Now a jury will decide which will is valid while the case goes to court on Monday, according to court documents reviewed by The Times. Judge Jennifer Callaghan, who has overseen the family’s court battle for the past four years, will preside over the case.
The older will, dated 2010, lists one of her sons, Theodore White, and a niece, Sabrina Owens, as co-executors of the estate. It also states that two of their sons, Kecalf Franklin and Edward Franklin, “must take business courses and earn a certificate or degree” to benefit from the estate.
The other will, dated 2014, also names Owens as executor, but drops White’s name and replaces him with Franklin’s son, Kecalf Franklin. There is no talk of business class. Kecalf Franklin and his grandchildren received his mother’s main home in Bloomfield Hills, which was valued at $1.1 million when she died but is worth much more today.
“It’s the crown jewel,” said Craig Smith, an attorney for Edward Franklin The Associated Press about Aretha Franklin’s home.

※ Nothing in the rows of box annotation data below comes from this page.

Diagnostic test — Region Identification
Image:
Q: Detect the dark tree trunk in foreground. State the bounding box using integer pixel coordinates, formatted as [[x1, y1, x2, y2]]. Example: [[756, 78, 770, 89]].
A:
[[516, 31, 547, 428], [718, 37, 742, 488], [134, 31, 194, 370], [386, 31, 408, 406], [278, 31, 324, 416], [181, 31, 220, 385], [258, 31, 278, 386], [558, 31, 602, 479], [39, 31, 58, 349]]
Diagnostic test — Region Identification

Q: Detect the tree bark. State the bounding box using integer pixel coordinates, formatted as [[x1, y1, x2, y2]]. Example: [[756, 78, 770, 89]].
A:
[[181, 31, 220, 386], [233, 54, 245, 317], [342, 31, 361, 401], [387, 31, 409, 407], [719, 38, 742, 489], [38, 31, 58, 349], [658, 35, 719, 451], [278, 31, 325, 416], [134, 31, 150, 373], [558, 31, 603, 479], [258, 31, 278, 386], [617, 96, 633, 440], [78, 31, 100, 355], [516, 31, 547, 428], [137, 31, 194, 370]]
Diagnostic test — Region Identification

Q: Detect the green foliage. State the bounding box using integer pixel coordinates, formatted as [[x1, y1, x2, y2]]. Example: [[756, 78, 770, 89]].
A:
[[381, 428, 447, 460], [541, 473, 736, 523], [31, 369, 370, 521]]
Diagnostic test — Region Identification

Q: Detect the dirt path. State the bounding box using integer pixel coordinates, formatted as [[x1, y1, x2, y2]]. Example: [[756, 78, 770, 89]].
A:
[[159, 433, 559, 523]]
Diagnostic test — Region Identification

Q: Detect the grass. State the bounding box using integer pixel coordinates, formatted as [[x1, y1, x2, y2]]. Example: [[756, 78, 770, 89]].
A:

Franklin wrote in 2014 that her clothes could be auctioned off or go to the Smithsonian Institution in Washington. She pointed out in both papers that her eldest son Clarence, who lives under guardianship, needs regular support.
“Two conflicting wills cannot both be admitted to the probate hearing. In such cases, the most recent will revokes the previous will,” Charles McKelvie, an attorney for Kecalf Franklin, wrote in a court filing in favor of the 2014 document.
But White’s attorney, Kurt Olson, told the AP that the 2010 will was notarized and signed, while the later version was “just a draft.”
“If this document was meant to be a will, one would have had to be more careful than stuffing it in a spiral notebook under a sofa cushion,” Olson said.
Lawyers for Franklin’s sons did not immediately respond to The Times’ request for comment.
In a separate challenge to the estate since Franklin’s death, the Internal Revenue Service had claimed that the soul singer owed nearly $8 million in unpaid taxes. Accordingly, the settlement was able to repay the debt by 2022 Detroit FreePress. Debt had kept Franklin’s children from making profits on their mother’s estate.
Owens, a human resources manager at the University of Michigan, had acted as executor immediately after the “Respect” singer’s death. However, she quit the role in 2020 to “settle the rift in my family.” free press reported.
“My primary goal was to honor my aunt by conducting her business professionally, fairly and within the law,” Owens wrote in her resignation letter. “Despite my best efforts, my role in the estate has become more controversial with the heirs. Given my aunt’s great love for family and desire for privacy, she would not have wanted this for us, nor is it what I want.”
The Associated Press contributed to this report.